Sie sollten dies lesen, bevor Sie Ihre Freitauchreise beginnen.
Freitauchen ist eine der schönsten Möglichkeiten, die Tiefen des Ozeans zu erkunden. Freitauchen ist ganz einfach – Sie halten den Atem an, während Sie unter Wasser tauchen. Egal, ob Sie mit dem Freitauchen als Sport beginnen oder es nur als Hobby betreiben möchten, wir haben alles aufgelistet, was Sie über das Freitauchen wissen müssen, um Ihnen den Einstieg zu erleichtern.
Was ist Freitauchen?
Freitauchen ist eine Art des Unterwassertauchens, die es Ihnen ermöglicht, die verborgene Schönheit des Ozeans aus nächster Nähe zu erleben. Es erlaubt Ihnen, näher an das Meeresleben heranzukommen und sanft neben den Korallenriffen zu gleiten. Im Gegensatz zum Gerätetauchen beruht das Freitauchen auf Luftanhalten statt auf einer Sauerstoffflasche, was bedeutet, dass Sie unter Wasser nur mit einem Atemzug reisen können.
Was sind die Freitauch-Grundausstattungen?

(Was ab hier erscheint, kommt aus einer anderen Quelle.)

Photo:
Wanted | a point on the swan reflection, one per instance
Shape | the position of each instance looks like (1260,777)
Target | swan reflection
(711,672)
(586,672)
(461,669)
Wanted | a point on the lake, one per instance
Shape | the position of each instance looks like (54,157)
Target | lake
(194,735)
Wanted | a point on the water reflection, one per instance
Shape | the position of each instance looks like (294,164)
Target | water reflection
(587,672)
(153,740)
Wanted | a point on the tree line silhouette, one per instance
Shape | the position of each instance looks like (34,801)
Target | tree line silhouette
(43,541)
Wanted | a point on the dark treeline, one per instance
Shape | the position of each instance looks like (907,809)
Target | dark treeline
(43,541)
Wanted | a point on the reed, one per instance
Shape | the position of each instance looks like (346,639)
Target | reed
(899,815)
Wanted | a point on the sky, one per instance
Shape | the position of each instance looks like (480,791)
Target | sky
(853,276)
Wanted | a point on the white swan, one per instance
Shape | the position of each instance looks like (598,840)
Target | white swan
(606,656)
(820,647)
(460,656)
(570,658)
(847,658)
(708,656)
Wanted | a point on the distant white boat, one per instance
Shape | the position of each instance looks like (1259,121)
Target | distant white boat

Eine Freitauchmaske ist die wichtigste Ausrüstung beim Freitauchen. Diese Ausrüstung ermöglicht es Ihnen, unter Wasser zu sehen. Egal, ob Sie Anfänger oder Profi sind, Sie möchten eine bequeme, beschlagfreie und klare Maske.
Das Schnorchel ermöglicht es Ihnen, ruhig an der Wasseroberfläche zu atmen und dabei die Unterwasserwelt bequem zu genießen. Es sorgt für ein sanfteres Atemholen, egal wie wellig das Wasser ist.
Freitauchflossen sind in der Regel lang und groß, da sie flexibel sein müssen, um mit dem Unterwasser-Schlag die meiste Kraft zu liefern. Je länger die Flosse ist, desto flexibler und reaktionsschneller ist die Klinge. Sie bietet die beste Balance zwischen geringem Kraftaufwand und hohem Schub.
Ein traditioneller Freitauch-Neoprenanzug bedeckt den größten Teil Ihrer unbedeckten Haut. Der Neoprenanzug ist beim Freitauchen unverzichtbar, da er Sie vor Sonne, scharfen Korallen und Quallenstichen schützt. Außerdem bietet er dem Taucher eine bessere Auftriebskontrolle.
Sicherheitstipps fürs Freitauchen, die Sie kennen sollten
Die wichtigste Regel beim Freitauchen ist, niemals allein zu tauchen. Man kann nie vorhersagen, was passieren wird. Sie sollten immer das Buddy-System verwenden – haben Sie immer einen anderen Taucher bei sich, der CPR und Rettungsverfahren kennt.
Bevor Sie zum Freitauchen gehen, stellen Sie sicher, dass jeder in Ihrem Tauchteam den Tauchplan klar versteht. Sie müssen ihnen die Tauchroute mitteilen, einschließlich der Aufwärm- und Tiefentauchgänge. Außerdem müssen Sie die Meeresbedingungen prüfen und wie diese Ihre Sicherheit und die Ihres Teams beeinflussen.
Stellen Sie sicher, dass Sie sich doppelt so lange ausruhen wie Ihre Tauchzeit und nehmen Sie sich 5 bis 8 Minuten Pause zwischen Tiefen Tauchgängen. So können sich die Gaswerte wieder normalisieren. Vergessen Sie nicht, immer in engem Abstand zu Ihrem Tauchpartner zu bleiben, mindestens 30 Sekunden nachdem er aufgetaucht ist, auch wenn er sagt, dass es ihm gut geht.